By the way, what happened to the picture links in post #1?

----------


## Quixotic

Directly from US? That must have cost a hole in your pocket.

What strains are they? Same strains?

Do try to keep the line if possible and not hybridise them. I am sure many would be very interested in the offsprings.

----------


## Cacatuoides

I've removed the earlier pics to free up space to upload new pics...hehe :Opps:  

Here are the fellows who just arrived:

Wild Caught Specimens, assorted peacocks


Top Green Sword


By the way, I'm still keeping and breeding my most beloved Tuxedo endler in my tank  :Blah:

----------


## Quixotic

Alamaks... assorted? Then you will probably get "chapalang" offsprings. What a pity.

----------


## Cacatuoides

Quixotic: These are wild caught specimens, they are not line-bred therefore each of them are different from one another....the ones you see in the market now are line-bred, meaning the breeders develop a certain strain and line breed it to produce same offsprings.....wild specimen no good meh???  :Crying:

----------


## Quixotic

Maybe I got confused, but aren't different strains collected at different locations? Got to go re-read some of the stuff...  :Knockout:

----------


## Cacatuoides

Nope, strains are developed by breeders not by locations....endlers are unlike other fishes like apistos.....the color strains are selectively bred by man and the line continues in order to produce offsprings which takes after their parents.... these are called line-bred endlers....different from wild caught endlers...

----------


## Justikanz

Wild caught Endlers will also have strains. Just less obvious. The females are the ones who will decide the strain for a locality as they will have preference what coloured males to mate... The only thing is, Endlers are not really found in as many localities as, say, an apistogramma species... Thus, there are not many local strains and thus far, such 'strains' look similar. I remember reading an article on a collection trip and seeing the pictures of the different 'strains'...

Man 'made' strains are usually so in-bred, there is a consistant pattern and colour...

----------


## Cacatuoides

yup, i would agree on that. :Smile:

----------


## stormhawk

Eman, there are differing populations of Endlers that exist in the lake where they are coming from now. A recent collection in Venezuela yielded nine or more different strains with unique colour and pattern to each of them.

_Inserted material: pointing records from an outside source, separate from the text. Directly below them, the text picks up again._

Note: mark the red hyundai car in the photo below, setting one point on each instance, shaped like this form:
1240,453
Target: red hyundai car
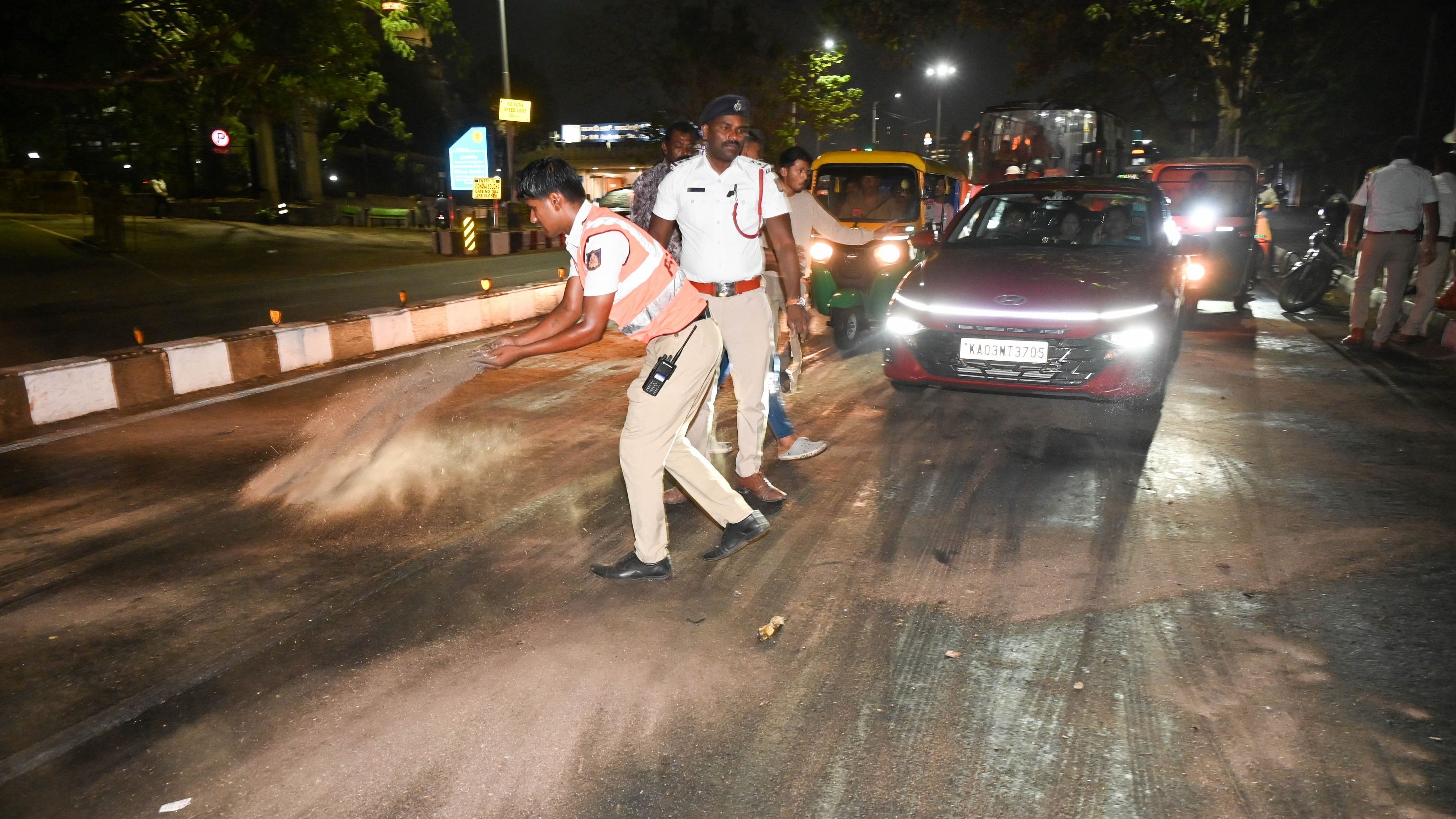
1055,286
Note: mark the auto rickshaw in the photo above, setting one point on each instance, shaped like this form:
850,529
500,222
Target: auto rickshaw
1216,199
852,285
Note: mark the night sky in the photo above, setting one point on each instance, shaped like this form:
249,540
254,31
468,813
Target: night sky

Oh yes, the collector's name was Armando Pou. I'm not sure where you got yours, but I think they came from a seller on Aquabid..  :Razz:  

By the way, when it comes to livebearers, only the really wild stuff interest me. Like _Xiphophorus montezumae_, and the Limia species. Too bad these wild-type livebearers don't have much colours, or flashy traits to make them interesting to Singapore importers.  :Sad:

----------


## Justikanz

JY, the colour strains have very little difference leh, especially for those who are not really looking hard...  :Smile: 

Xiphophorus montezumae ah? The olive green looks ok, what... I love the tail... Can find here? Hee... Going OT liao...

----------


## stormhawk

Well that's unfortunate then. I recall at least 9 distinct strains with a specific trait to each of them.

Yes, never saw any true Montys here. They're usually confused with _X. birchmanni_, and even then the true Montys seldom appear for sale.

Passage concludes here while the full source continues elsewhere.